If the data provided was correct, and it almost always was, they were right. There were only two vehicles in the convoy, both lightly armored civilian vehicles, with only two guards and two drivers. The details of their route identified the ideal place to intercept and a quick glance at his current location told him he was mere minutes away from the appropriate station. With good luck he could be on site ten minutes before the convoy arrived and if the information was accurate, he had everything he needed to pull the job off with him.

The grin returned to his face as he paged through the rest of the file.

—————

Watching from the roof of the two story building on the corner, Darren spotted the small convoy on its approach to the stop. It was the only major intersection on the travel route for the convoy, which meant the only mandatory stop due to traffic. While it was a busy street, it was also well after midnight, which meant the population in the street and on the roads was at its lowest and there would be very few people to witness either the convoy, or what Darren was about to do to it.

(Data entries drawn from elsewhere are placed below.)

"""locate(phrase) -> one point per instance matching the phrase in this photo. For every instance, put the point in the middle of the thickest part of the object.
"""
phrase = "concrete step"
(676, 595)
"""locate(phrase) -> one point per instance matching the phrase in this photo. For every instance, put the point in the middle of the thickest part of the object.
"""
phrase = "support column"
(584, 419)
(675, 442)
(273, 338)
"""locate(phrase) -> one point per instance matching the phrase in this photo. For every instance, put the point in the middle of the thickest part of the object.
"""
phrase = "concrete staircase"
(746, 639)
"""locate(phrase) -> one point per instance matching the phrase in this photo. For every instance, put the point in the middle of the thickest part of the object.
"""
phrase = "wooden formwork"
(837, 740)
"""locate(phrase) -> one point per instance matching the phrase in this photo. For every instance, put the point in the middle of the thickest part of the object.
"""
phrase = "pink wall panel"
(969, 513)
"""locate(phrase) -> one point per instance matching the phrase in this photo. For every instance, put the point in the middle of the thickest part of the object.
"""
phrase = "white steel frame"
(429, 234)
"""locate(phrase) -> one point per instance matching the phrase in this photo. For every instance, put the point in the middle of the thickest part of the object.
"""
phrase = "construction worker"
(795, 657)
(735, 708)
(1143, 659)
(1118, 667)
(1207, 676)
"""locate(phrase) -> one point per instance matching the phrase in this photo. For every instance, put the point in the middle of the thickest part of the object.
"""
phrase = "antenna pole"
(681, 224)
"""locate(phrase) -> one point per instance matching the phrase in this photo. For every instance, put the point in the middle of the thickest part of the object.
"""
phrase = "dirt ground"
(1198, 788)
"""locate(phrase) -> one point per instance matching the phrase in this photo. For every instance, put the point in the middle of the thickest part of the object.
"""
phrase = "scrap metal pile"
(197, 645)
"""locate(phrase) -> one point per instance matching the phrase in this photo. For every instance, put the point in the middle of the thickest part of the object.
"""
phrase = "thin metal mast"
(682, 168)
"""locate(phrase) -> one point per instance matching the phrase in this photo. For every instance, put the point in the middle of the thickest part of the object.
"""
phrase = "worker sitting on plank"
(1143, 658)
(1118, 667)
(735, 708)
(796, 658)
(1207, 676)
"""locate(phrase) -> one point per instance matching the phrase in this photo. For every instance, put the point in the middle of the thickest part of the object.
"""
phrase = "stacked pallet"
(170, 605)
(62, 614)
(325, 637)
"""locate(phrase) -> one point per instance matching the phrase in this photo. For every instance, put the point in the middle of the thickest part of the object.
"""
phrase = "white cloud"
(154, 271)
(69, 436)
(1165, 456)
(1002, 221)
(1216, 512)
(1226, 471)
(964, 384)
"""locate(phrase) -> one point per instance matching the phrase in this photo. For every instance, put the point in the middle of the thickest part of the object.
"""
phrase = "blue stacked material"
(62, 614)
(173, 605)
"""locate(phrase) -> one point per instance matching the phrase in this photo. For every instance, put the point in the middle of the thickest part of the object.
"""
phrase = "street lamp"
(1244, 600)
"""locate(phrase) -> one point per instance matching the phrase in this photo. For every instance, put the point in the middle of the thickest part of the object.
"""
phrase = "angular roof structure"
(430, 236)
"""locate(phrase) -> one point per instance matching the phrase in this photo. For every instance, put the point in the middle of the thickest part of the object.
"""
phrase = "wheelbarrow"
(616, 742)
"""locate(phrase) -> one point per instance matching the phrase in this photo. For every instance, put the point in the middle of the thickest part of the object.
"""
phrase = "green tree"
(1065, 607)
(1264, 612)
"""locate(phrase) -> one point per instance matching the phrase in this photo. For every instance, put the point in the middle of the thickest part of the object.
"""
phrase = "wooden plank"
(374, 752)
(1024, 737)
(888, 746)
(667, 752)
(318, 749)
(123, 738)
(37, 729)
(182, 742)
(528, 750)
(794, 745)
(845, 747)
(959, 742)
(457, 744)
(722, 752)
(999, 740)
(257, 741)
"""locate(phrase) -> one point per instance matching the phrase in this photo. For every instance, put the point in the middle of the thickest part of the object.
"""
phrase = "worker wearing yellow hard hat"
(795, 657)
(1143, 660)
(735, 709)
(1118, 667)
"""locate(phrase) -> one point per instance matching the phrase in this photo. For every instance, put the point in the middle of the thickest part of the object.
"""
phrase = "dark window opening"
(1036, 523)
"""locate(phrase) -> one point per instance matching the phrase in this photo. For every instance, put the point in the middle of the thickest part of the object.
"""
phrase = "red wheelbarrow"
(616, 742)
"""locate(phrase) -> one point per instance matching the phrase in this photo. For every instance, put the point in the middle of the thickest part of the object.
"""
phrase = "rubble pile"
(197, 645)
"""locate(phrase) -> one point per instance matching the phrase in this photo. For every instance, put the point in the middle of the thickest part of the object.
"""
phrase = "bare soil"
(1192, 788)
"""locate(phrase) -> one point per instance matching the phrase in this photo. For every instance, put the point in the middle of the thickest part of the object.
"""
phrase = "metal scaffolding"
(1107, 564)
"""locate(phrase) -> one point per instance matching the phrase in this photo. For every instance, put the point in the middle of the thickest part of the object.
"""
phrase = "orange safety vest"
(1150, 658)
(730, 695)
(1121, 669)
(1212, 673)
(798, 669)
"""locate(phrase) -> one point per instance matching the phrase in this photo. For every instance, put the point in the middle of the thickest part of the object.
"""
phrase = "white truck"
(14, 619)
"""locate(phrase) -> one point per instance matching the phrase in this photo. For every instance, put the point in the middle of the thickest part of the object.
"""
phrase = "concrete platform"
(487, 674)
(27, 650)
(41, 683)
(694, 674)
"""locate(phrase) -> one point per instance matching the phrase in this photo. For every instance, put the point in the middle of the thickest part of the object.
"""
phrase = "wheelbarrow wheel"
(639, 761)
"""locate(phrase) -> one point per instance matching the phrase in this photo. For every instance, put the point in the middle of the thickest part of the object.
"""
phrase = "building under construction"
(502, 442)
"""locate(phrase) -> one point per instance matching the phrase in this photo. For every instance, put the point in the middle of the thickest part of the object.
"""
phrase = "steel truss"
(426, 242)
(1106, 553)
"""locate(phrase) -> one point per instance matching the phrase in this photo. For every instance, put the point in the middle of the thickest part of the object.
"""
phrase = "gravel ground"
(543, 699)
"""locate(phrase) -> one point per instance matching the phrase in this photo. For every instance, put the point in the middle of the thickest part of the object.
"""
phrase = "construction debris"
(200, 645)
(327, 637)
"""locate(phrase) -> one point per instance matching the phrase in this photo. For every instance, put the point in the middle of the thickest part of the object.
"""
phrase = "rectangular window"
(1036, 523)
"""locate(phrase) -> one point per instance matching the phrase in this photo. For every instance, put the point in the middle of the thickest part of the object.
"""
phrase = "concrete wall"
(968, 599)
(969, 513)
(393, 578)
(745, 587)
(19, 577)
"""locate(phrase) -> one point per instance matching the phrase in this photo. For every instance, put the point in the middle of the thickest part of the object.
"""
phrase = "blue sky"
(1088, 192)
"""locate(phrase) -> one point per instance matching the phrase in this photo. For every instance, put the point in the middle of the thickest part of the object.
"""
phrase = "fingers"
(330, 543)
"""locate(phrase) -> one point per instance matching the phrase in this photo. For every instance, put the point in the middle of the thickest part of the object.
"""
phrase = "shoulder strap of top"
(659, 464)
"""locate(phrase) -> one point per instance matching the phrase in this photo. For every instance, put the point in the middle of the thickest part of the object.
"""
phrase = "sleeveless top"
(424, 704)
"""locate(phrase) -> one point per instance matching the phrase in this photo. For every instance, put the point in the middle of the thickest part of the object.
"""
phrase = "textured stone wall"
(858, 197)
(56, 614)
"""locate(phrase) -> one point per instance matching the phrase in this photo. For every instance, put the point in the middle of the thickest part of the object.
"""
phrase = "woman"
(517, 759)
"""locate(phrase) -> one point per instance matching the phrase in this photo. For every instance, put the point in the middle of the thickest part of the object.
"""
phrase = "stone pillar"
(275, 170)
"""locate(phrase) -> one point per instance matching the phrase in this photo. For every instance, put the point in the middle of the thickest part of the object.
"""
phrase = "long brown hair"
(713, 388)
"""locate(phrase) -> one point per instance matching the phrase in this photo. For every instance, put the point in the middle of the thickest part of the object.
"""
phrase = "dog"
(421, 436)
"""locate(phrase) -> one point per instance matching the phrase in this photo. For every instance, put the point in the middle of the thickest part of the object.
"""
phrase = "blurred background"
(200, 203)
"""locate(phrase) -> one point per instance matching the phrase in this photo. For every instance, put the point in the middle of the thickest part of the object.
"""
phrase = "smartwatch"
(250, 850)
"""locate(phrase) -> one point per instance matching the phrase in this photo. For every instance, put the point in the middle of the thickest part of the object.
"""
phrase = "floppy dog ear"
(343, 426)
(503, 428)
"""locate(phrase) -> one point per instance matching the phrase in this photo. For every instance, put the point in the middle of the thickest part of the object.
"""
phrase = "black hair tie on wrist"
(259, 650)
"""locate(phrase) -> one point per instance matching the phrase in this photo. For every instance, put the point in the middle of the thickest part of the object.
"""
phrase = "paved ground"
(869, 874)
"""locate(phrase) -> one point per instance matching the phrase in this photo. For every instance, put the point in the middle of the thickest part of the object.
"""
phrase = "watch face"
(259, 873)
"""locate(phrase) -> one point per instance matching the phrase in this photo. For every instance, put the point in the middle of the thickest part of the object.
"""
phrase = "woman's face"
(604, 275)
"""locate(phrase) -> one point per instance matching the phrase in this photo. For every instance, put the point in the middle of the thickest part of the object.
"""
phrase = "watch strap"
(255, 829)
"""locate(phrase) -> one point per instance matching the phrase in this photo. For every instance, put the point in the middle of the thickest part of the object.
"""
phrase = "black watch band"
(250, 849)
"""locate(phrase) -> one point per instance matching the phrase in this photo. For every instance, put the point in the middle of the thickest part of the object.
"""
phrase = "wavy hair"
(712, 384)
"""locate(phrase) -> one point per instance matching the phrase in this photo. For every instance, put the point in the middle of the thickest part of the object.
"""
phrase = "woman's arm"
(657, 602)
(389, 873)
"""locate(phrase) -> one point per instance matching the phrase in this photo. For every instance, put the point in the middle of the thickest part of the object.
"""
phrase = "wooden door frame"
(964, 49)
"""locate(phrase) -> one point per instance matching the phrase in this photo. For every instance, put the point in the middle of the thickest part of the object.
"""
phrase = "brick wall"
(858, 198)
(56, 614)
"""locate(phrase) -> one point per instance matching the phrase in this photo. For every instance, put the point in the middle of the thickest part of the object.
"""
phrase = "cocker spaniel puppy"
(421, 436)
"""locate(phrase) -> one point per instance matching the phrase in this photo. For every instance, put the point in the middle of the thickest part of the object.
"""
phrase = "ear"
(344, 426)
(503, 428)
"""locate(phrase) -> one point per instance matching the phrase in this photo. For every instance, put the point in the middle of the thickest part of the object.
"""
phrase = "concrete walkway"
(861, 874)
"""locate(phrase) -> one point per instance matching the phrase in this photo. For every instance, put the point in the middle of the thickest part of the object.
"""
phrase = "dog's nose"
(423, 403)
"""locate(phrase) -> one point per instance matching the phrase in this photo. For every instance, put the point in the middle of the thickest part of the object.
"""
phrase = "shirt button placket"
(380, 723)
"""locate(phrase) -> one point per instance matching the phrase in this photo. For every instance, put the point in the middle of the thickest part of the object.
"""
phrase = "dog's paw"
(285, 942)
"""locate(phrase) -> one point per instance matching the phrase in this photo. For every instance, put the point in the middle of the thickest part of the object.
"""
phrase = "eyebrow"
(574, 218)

There were two vehicles, one coupe and one small van, both surface-effect hover vehicles with matte black paint jobs and windows that matched, allowing no visibility inside. Not that it mattered, there was no way Darren would even allow those inside to get out before he was long gone anyway.

The convoy moved closer to the intersection and Darren pulled the two tangler grenades out of his pockets, holding them with his thumbs hovering over the activation buttons. Watching with a critical eye for timing, he waited until they had just stopped at the corner, pressed the buttons, dropped the grenades, counted to three, then tipped himself over the edge as well, hands already withdrawing the next item in his bag of tricks as he fell.